Trees for Climate
Cheshire
Our Story
Trees for Climate is a national woodland creation programme, part of the Government’s £500 million Nature for Climate Fund aiming to treble planting rates in England by the end of the current Parliament (2024)
Cheshire West and Chester Council and The Mersey Forest are playing a leading role as the legal body for the programme, with The Mersey Forest just one of 12 Community Forests across England delivering the programme, transforming landscapes and communities across Merseyside and Cheshire.
Having launched in November 2020, the programme has played a significant role in the Government’s commitment to address climate change and carbon mitigation. The Mersey Forest team work closely with the Council to identify suitable land to plant trees, as part of the drive for carbon neutrality as a borough by 2045.
Our sites will not only help capture the carbon that would have been lost into the atmosphere, but provide a safe haven for local wildlife and give local communities the chance to step out into nature supporting health and wellbeing.
The Challenge
With an ever expanding urban population and more people living and working in cities and town, trees and woods play an increasingly important role in improving our health and wellbeing.
The project serves to demonstrate how multiple services within a council can work together to meet shared outcomes. We worked with archaeologists to determine if the idea fitted with the historic features and landscape character of the area in the Cheshire Plains.
Our initial plans to use the whole space for woodland was modified to preserve an important medieval field system. Thus, instead of planting 12 hectares of woodland, we adapted the design to create an important permanent species rich, traditional, wet meadow grassland to celebrate and protect the medieval features the site presents.
Due to the scale of the project, it took a while to get a grant and the necessary permissions in place. A late planting of trees in March/early April led to lower survival rates than we hoped, and in some cases, needed replacements.
We have a passion about the power of trees and nature and how it can help strengthen not only the environment and climate, but communities and our connection with nature, and it is this mindset that continues to drive us forward in our outline goal of trebling tree planting in five years.
Our Solution
Our sites go beyond just planning trees. Our site in Picton, near Chester, will go a long way in helping the industrial area become the worlds’ first low carbon industrial cluster by 2030, and our site o the North Cheshire Way national footpath provides 70 miles of waymarked walking from Wirral to the Peak District.
This allowed a fantastic opportunity to establish 6 hectares of native broadleaved woodland, with some areas left to celebrate historical features, and other areas habitats for local wildlife. As the woodland continues to thrive it will develop into an increasingly attractive habitat for wildlife, with two newt ponds recently created on the woodland edge to further enhance the habitats.
In total, we’ve been abe to plant 12,366 trees and 305 metres of hedgerows were planted at our Picton site.
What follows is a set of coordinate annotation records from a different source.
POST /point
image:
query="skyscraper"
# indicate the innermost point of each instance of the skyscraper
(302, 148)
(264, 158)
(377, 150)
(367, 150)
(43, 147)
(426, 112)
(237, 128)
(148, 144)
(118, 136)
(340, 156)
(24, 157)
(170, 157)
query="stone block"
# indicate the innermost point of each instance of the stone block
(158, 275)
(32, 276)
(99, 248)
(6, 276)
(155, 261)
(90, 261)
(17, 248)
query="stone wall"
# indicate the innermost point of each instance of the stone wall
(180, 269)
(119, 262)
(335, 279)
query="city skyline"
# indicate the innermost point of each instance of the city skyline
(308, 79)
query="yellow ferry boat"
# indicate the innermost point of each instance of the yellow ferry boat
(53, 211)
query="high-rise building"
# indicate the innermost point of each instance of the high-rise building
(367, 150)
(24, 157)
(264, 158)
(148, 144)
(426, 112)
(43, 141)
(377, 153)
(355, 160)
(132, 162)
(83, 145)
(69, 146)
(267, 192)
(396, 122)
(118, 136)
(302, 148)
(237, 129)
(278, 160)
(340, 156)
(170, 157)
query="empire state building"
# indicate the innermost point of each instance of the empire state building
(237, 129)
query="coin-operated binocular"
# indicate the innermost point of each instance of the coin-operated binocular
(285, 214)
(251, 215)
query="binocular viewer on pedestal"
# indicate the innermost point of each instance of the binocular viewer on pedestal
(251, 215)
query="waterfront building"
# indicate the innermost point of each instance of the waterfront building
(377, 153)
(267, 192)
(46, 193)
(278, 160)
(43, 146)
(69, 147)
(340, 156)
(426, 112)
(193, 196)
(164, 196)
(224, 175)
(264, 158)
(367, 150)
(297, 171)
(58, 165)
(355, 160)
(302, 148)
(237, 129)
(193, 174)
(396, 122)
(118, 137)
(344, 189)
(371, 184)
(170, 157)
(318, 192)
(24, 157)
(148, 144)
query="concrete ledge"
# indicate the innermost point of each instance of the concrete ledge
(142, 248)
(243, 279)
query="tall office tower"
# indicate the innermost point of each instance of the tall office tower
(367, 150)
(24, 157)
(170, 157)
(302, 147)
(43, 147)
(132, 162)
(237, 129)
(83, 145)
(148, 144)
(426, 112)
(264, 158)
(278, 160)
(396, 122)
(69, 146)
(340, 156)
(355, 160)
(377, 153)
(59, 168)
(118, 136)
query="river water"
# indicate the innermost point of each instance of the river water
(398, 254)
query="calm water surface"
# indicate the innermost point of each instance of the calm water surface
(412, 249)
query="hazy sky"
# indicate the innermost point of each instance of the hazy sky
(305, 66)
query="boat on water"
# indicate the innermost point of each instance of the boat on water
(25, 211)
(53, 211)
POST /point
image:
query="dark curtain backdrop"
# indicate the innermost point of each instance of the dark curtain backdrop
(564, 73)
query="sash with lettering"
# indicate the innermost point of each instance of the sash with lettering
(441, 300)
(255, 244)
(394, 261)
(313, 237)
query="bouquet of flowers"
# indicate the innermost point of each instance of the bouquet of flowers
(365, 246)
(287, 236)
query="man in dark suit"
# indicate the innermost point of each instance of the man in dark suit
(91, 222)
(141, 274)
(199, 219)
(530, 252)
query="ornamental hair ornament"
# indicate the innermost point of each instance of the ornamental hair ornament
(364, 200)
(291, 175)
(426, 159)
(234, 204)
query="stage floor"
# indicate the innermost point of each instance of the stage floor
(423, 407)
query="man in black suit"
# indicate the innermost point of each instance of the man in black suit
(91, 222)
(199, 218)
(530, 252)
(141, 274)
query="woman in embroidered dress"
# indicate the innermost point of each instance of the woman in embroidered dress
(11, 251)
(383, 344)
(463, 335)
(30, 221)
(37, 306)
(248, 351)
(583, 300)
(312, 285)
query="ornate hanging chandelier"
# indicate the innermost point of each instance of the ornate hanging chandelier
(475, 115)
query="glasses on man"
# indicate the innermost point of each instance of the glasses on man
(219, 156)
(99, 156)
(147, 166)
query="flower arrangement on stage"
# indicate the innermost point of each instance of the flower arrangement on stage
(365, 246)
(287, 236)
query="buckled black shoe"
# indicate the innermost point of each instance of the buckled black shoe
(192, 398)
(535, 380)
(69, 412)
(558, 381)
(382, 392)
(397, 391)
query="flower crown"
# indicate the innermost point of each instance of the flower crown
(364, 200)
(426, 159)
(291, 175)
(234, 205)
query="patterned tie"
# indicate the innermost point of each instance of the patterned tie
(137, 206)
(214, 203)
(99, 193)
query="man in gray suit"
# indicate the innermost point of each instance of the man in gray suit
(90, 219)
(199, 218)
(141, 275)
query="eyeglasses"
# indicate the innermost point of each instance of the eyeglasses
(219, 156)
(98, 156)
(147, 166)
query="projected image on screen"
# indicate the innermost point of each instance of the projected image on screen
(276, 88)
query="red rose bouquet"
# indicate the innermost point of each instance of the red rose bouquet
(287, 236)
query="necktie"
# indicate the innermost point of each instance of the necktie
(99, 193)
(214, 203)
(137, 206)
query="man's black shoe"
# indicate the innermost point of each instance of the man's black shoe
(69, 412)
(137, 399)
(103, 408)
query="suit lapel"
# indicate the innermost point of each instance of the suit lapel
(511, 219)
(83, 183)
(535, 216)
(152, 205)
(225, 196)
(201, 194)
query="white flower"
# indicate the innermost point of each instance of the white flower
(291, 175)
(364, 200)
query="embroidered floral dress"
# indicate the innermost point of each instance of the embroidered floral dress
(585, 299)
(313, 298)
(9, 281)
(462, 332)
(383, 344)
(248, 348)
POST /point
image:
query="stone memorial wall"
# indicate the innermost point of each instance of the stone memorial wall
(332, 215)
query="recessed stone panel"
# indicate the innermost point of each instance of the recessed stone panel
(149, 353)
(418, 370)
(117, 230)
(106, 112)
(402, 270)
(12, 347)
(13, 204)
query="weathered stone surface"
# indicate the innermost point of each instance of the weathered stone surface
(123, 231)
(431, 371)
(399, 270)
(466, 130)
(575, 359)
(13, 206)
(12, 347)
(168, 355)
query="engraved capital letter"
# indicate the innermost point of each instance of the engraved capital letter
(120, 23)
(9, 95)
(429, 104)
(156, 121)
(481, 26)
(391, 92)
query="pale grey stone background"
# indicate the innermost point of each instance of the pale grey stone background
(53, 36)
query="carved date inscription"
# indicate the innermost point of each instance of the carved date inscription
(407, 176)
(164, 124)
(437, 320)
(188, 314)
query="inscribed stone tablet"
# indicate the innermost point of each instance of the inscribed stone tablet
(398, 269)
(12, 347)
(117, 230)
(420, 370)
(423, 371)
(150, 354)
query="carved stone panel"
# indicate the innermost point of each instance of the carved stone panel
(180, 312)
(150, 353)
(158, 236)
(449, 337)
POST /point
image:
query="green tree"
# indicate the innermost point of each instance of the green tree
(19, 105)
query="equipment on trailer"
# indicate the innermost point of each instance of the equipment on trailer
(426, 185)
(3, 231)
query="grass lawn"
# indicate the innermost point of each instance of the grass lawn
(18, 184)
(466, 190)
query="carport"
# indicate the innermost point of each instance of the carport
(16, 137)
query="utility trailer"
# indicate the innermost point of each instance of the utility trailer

When fully established, it is estimated that these will store 2,326 tonnes of carbon over 100 years.
The funding we sourced for Picton has allowed us to explore other areas to enhance the area; stiles and a new footbridge installed along the national footpath help make the woodland more accessible. We’ve also sown six hectares of species rich native wildflower meadows to recreate the traditional floodplain meadows that would have once existed across the wetter part of the site, compensating for habitat loss in other parts of the borough.
These improvements will not only help capture the carbon and provide a haven for local wildlife, it also allows communities to step out into nature, supporting their physical and mental wellbeing.